Six-year-long legal case enters a new phase as state, advocates work to seek out solutions

- By Edward McKinley

With the blessing of Gov. Greg Abbott, lawyers for the state and the plaintiffs in a class-action case alleging unsafe conditions in Texas’ foster care system are planning a meeting for next week to hash out policy solutions.

The summit marks a new phase in six years of legal proceeding­s since federal Judge Janis Jack ruled that the Texas foster care system placed children in jeopardy and violated their constituti­onal rights.

The state fought back and appealed, but Jack’s ruling stood and she ordered a number of changes to the state’s system, threatened fines and upbraided state officials in hearings.

But the time has ended for holding “feet to the fire,” Jack said in a hearing last week, calling for immediate solutions as up to 400 Texas children each month are stuck in unsafe, temporary placements in motels or state office buildings. She called on Abbott to decide whether he would support changes.

Abbott agreed to “good faith” negotiatio­ns “to discuss possible solutions” to the problems described in a recent report from court-appointed monitors describing children who are staying in unlicensed facilities.

“We’ve seen a change in attitudes,” said Paul Yetter, lead attorney for the class-action suit against the state.“This is a time for working together to protect the children, not for fighting against each other. And we’re very heartened to see the governor support that attitude.”

The summit is expected to be held in the next week or so, Yetter said, and he and his team will push for more trained staff, more licensed and safe facilities and “clear, decisive leadership to implement solutions.”

“This is a crisis, and we have to

move as quickly as we can,” he said. “I don’t think we’re going to rush into any solutions, but something has to be done quickly. Every day these children are out there in facilities that are putting them at risk, and children are getting hurt.”

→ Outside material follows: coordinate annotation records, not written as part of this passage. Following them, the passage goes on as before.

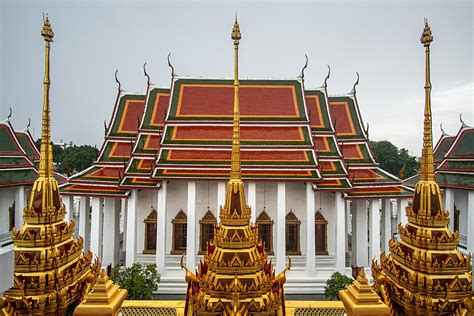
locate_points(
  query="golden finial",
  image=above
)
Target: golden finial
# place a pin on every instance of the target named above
(236, 36)
(427, 161)
(47, 31)
(45, 193)
(235, 161)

In a court filing Tuesday, Abbott also sided with the plaintiffs suing Texas over staff for his own Department of Family and Protective Services on a significan­t legal question.

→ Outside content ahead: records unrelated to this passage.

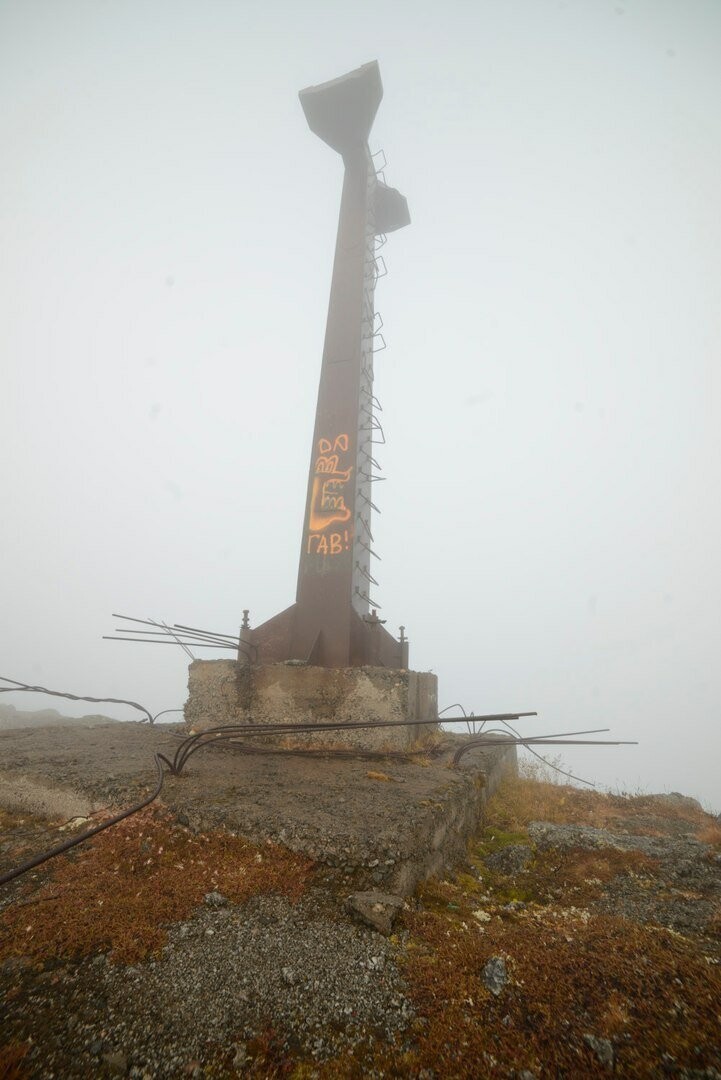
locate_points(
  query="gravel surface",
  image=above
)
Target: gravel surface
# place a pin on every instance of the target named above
(311, 980)
(683, 894)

Last week’s hearing centered around the children who are staying in unlicensed facilities. In August, there were 395 such children. Monitors appointed by Jack found instances of child-on-child sexual abuse, overmedica­tion, not receiving prescribed medication and unnecessar­y physical restraints. There was also a report of a foster girl arranging to meet a sex trafficker and being taken away from a state building where she was staying temporaril­y.

Lawyers for the family and protective services department, one of the agencies that administer­s the foster care system, had argued that Jack’s restrictio­ns on where the state can board foster children only applied to licensed facilities, leaving out the temporary placements.

“I think we’ve got a clear record that you don’t think these children you’re stuffing into hotels and offices should be placed in a position where they’re free from increased risk of harm. I think we’re all clear on that,” Jack told the state’s lawyers at last week’s hearing, going on to ask Abbott to intervene.

Abbott on Tuesday backed down from the DFPS position, saying instead that the children without placement will receive the same protection­s as other children in the foster care system.